解题报告 之 ZOJ2332 Gems

Description

Wealthy alsomagic!

Supernatural alsomagic!

But also poor alsomagic!

Because he is now puzzled by a problem, and will go crazy if you can‘t help him.

alsomagic has a lot of gems with different colors and shapes. His supernatural power provides him the ability of transforming some gems‘ shape and color! Now he wants to give some of gems to his darling girlfriend as gift. But a problem came with him. His
girlfriend dislikes too many gems with the same color! And alsomagic, will also be disgusted with lots of gems with the same shape.

So he attempts to change some gems to solve this problem.

Input

The first line of a multiple input is an integer T, followed by T input blocks. The first line of each input block are two integers N, M (1 =< N,M <= 10) indicating alsomagic has N different shapes of gems with M different colors, then N lines of integers
follow, each line contains M integers. The integer K in row R column C states that alsomagic has K number of gems with shape R and color C.

Follow this is integer D, then D lines of integers. Each line contains four integers R1 C1 R2 C2(0 =< R1, R2 < N, 0 <= C1, C2 < M) indicating one kind of transfor way, by which he can change some of shape R1, color C1 gems to shape R2, color C2, and VICE
VERSA. But each way of transform can only be used ONCE!

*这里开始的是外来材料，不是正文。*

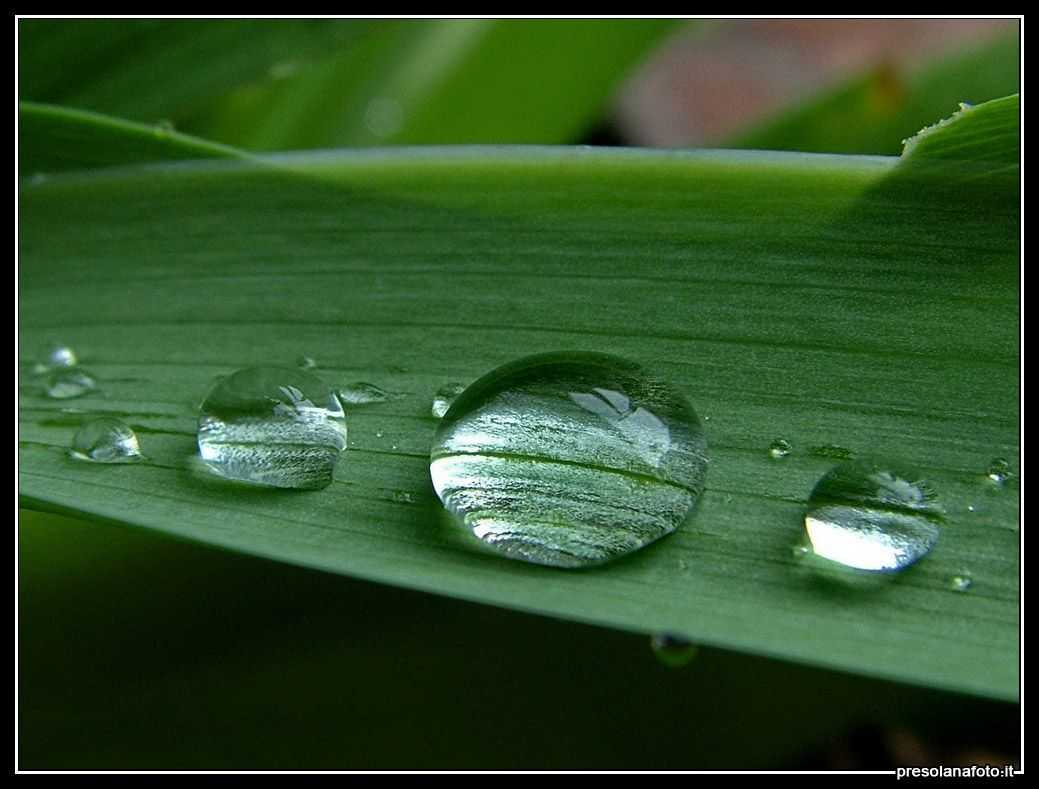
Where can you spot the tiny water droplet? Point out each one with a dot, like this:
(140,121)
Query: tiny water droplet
(362,393)
(55,357)
(70,382)
(445,396)
(998,471)
(779,449)
(569,459)
(105,440)
(672,651)
(272,426)
(872,516)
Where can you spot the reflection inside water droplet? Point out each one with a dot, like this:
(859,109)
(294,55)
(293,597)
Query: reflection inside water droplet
(569,459)
(272,426)
(106,440)
(998,471)
(55,357)
(445,396)
(872,516)
(67,383)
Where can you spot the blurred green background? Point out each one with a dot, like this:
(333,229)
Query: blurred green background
(140,652)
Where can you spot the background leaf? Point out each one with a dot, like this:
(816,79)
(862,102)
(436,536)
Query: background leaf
(53,139)
(163,70)
(873,112)
(772,288)
(277,84)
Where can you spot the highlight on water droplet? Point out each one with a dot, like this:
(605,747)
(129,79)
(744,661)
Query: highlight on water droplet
(362,393)
(55,357)
(67,383)
(831,451)
(106,440)
(272,426)
(568,459)
(445,396)
(998,471)
(873,516)
(800,550)
(672,651)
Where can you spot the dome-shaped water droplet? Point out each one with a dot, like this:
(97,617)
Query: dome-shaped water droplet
(672,651)
(272,426)
(70,382)
(998,471)
(873,516)
(105,440)
(362,393)
(569,459)
(779,449)
(55,357)
(444,397)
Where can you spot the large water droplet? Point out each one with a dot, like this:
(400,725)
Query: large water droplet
(362,393)
(70,382)
(445,396)
(569,459)
(672,651)
(272,426)
(55,357)
(105,440)
(873,516)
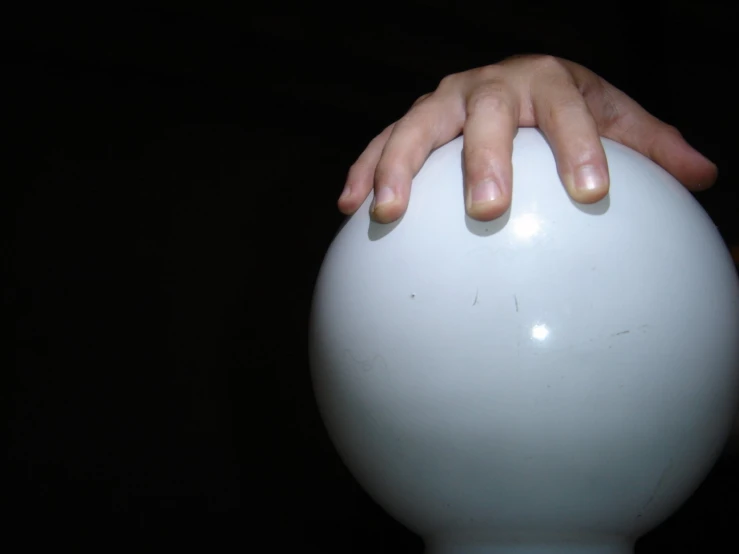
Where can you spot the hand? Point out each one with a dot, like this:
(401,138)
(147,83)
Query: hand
(570,104)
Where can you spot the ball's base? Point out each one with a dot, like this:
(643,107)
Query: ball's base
(529,548)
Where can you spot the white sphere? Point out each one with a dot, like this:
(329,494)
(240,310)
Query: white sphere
(565,375)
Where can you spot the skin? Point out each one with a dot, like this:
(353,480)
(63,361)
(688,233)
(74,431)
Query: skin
(571,105)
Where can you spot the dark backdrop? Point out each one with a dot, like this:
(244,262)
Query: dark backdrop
(171,194)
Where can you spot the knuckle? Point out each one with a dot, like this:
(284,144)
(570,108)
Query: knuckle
(564,111)
(449,81)
(672,130)
(547,62)
(491,96)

Then N integers, the K-th integer is the number of gems with SHAPE K that alsomagic can tolerance.

Then M integers. The K-th integer is the number of gems with COLOR K that alsomagic‘s girlfriend can tolerance!

Output

One line percase, with "Yes" if there is a way to solve this problem, otherwise "No".

Sample Input

2

1 3

3 2 6

1

0 1 0 2

5

1 3 2

1 3

3 2 6

1

0 1 0 2

4

1 3 2

Sample Output

Yes

No

题目大意：石头有n种，m种形状。现在告诉你有着第 i 种形状，有第 j 种形状的石头有多少个，要你把他们按照一定要求分成两堆。特别地，有一些转化。能将R1形状C1颜色的石头转化为R2形状C2颜色的石头。分堆的要求是第一堆的第c种颜色不能超过tc种，而第二堆的第
s 种形状不能超过ts种。问你是否存在一种分配方案。

分析：首先吐槽出题人的英语也是有够魔性。说都说不清楚。首先alsomagic对形状的要求不说清楚是对送出去的还是剩下的，这样根本理解不了题意。第二那个转化魔法use once 没说清楚是只能改变一个石头，还是只能选择使用一个转化方向，还是每个方向只能一次且可转化随意数量的石头。事实证明是第三个意思。

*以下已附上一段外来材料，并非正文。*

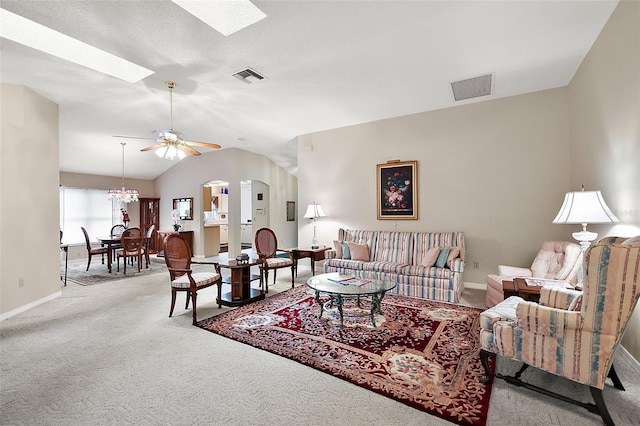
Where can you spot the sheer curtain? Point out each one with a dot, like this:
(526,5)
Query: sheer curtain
(88,208)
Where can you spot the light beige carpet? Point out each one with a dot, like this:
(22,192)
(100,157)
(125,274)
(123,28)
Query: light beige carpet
(109,354)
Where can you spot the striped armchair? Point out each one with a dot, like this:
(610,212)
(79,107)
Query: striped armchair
(570,334)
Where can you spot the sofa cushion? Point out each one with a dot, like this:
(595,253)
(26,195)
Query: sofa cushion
(392,246)
(454,252)
(346,252)
(442,257)
(387,267)
(338,245)
(359,251)
(429,257)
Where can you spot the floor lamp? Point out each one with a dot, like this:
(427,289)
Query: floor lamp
(313,211)
(584,207)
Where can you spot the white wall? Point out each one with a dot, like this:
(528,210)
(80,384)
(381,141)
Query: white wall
(186,178)
(29,218)
(496,170)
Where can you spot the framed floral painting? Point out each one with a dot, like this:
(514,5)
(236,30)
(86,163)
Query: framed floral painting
(397,190)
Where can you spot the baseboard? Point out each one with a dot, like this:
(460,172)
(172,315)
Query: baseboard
(28,306)
(475,286)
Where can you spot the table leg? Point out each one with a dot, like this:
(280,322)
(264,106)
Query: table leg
(109,256)
(339,303)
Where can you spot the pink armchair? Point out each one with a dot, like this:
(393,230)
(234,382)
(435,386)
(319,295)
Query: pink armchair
(556,260)
(570,334)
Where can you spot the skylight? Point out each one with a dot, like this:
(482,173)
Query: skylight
(224,16)
(26,32)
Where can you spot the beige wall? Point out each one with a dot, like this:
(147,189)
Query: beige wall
(186,178)
(498,170)
(29,218)
(605,129)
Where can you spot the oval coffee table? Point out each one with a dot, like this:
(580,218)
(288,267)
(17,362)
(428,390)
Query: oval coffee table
(355,288)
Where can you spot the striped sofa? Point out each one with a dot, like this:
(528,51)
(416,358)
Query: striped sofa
(571,334)
(397,256)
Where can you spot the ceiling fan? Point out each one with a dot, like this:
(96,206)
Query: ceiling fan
(170,142)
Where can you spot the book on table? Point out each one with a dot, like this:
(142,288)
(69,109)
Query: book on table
(349,280)
(542,282)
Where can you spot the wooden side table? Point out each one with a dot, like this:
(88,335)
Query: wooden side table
(241,292)
(312,254)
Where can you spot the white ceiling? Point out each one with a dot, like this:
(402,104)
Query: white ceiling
(328,64)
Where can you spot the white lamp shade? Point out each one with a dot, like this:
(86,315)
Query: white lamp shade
(313,211)
(584,207)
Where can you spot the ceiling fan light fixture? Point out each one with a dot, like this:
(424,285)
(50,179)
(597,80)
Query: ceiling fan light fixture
(170,152)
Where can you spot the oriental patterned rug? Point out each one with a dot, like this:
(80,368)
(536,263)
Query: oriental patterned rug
(422,353)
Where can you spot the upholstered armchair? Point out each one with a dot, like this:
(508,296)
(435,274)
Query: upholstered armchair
(571,334)
(556,260)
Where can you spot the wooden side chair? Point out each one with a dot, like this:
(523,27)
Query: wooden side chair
(267,248)
(177,256)
(132,247)
(91,250)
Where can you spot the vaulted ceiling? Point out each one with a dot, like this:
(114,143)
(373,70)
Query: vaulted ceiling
(327,64)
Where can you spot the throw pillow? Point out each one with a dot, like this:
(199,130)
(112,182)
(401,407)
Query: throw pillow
(442,257)
(359,251)
(429,257)
(338,246)
(453,254)
(346,253)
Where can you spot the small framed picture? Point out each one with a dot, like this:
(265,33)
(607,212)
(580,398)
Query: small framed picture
(397,185)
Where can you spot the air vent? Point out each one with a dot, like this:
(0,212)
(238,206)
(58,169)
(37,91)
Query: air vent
(248,76)
(472,87)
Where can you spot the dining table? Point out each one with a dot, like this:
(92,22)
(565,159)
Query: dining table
(109,241)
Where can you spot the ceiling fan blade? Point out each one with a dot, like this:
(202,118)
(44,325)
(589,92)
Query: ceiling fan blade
(187,149)
(133,137)
(203,144)
(152,147)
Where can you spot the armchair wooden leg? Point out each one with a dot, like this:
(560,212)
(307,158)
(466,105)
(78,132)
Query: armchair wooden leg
(173,301)
(194,294)
(602,407)
(615,379)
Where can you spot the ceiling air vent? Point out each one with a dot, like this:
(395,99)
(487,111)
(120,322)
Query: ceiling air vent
(248,76)
(472,87)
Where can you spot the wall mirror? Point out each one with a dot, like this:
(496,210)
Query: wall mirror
(184,207)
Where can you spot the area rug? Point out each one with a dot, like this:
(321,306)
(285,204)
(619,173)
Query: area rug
(422,353)
(98,273)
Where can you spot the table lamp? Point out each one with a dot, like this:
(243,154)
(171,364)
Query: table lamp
(584,207)
(313,211)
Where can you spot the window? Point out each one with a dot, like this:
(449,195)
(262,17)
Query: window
(88,208)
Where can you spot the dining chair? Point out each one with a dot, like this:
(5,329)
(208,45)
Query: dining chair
(177,256)
(267,248)
(116,230)
(91,250)
(132,247)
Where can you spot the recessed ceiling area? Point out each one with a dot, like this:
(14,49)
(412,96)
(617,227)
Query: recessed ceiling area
(328,65)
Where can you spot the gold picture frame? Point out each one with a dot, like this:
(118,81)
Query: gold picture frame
(397,186)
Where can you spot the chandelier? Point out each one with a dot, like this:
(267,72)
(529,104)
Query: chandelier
(123,195)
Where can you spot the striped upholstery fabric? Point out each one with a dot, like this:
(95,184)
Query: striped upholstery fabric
(396,257)
(578,345)
(200,279)
(393,247)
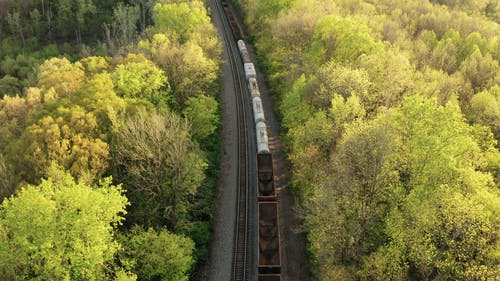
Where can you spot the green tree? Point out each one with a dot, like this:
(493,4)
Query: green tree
(138,77)
(342,39)
(158,255)
(180,20)
(191,73)
(481,70)
(161,167)
(202,112)
(485,109)
(64,77)
(60,230)
(125,21)
(70,138)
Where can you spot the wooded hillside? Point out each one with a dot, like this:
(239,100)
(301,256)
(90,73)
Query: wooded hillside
(391,111)
(108,139)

好吧，言归正传。最大流嘛很明显。一开始我以为形状和颜色女友都有要求，于是乎老师构图不出。所以我们如下构图。超级源点连接每种石头（颜色或形状不同都算一种，则最多有100种：10*10），负载为该种石头的数量。然后形状一样石头分别连接到对应的形状汇总节点，也就是200+1~200+n。同理，颜色一样的石头分别连接到
300+1~300+m节点（我间隔一般取得大而不想老是用n、m来算）。并将所有形状汇总节点和颜色汇总节点分别连接到形状总结点803和颜色总结点804。803和804连接到超级汇点。然后转化魔法就连接两种石头即可，负载为INF。最后跑最大流看看超级汇点的流量是否等于石头总数，是的话就Yes，否则No。

上代码：

#include<iostream>
#include<cstring>
#include<algorithm>
#include<queue>
#include<cstdio>
#include<sstream>
#include<string>
using namespace std;

const int MAXN = 810;
const int MAXM = 11000;
const int INF = 0x3f3f3f3f;

struct Edge
{
	int from, to, cap, next;
};

Edge edge[MAXM];
int level[MAXN];
int head[MAXN];
int src, des, cnt= 0;

void addedge( int from, int to, int cap )
{
	edge[cnt].from = from;
	edge[cnt].to = to;
	edge[cnt].cap = cap;
	edge[cnt].next = head[from];
	head[from] = cnt++;

	swap( from, to );

	edge[cnt].from = from;
	edge[cnt].to = to;
	edge[cnt].cap = 0;
	edge[cnt].next = head[from];
	head[from] = cnt++;
}

int bfs( )
{
	memset( level, -1, sizeof level );
	queue<int> q;
	while (!q.empty( ))
		q.pop( );
	level[src] = 0;
	q.push( src );

	while (!q.empty( ))
	{
		int u = q.front( );
		q.pop( );
		for (int i = head[u]; i != -1; i = edge[i].next)
		{
			int v = edge[i].to;
			if (edge[i].cap&&level[v] == -1)
			{
				level[v] = level[u] + 1;
				q.push( v );
			}
		}
	}
	return level[des] != -1;
}

int dfs( int u, int f )
{
	if (u == des) return f;

	int tem;
	for (int i = head[u]; i != -1; i = edge[i].next)
	{
		int v = edge[i].to;
		if (edge[i].cap&&level[v] == level[u] + 1)
		{
			tem = dfs( v, min( f, edge[i].cap ) );
			if (tem > 0)
			{
				edge[i].cap -= tem;
				edge[i ^ 1].cap += tem;
				return tem;
			}
		}
	}
	level[u] = -1;
	return 0;
}

int Dinic( )
{
	int ans = 0, tem;

	while (bfs( ))
	{
		while (tem = dfs( src, INF ))
		{
			ans += tem;

		}
	}
	return ans;
}

int main( )
{
	int kase,total=0;
	cin >> kase;
	src = 0, des = 805;
	while (kase--)
	{
		memset( head, -1, sizeof head );
		cnt = 0;
		total = 0;
		int n, m;
		cin >> n >> m;
		for (int i = 0; i < n; i++)
		{
			for (int j = 1; j <= m; j++)
			{
				int gem;
				cin >> gem;
				total += gem;
				addedge( src, i * 10 + j, gem );
				addedge( i * 10 + j, i + 200 + 1, INF );
				addedge( i * 10 + j, j + 300, INF );
			}
		}

		int change;
		cin >> change;
		while (change--)
		{
			int s1, c1, s2, c2;
			cin >> s1 >> c1 >> s2 >> c2;
			c1++;
			c2++;
			addedge( s1 * 10 + c1, s2 * 10 + c2 , INF );
			addedge( s2 * 10 + c2, s1 * 10 + c1 , INF );
		}

		for (int i = 1; i <= n; i++)
		{
			int ts;
			cin >> ts;
			addedge( 200 + i, 803, ts );
		}

		for (int i = 1; i <= m; i++)
		{
			int tc;
			cin >> tc;
			addedge( 300 + i, 804, tc );
		}

		addedge( 803, 805, INF );
		addedge( 804, 805, INF );
		if (Dinic() == total)
			cout << "Yes" << endl;
		else
			cout << "No" << endl;
	}

	return 0;
}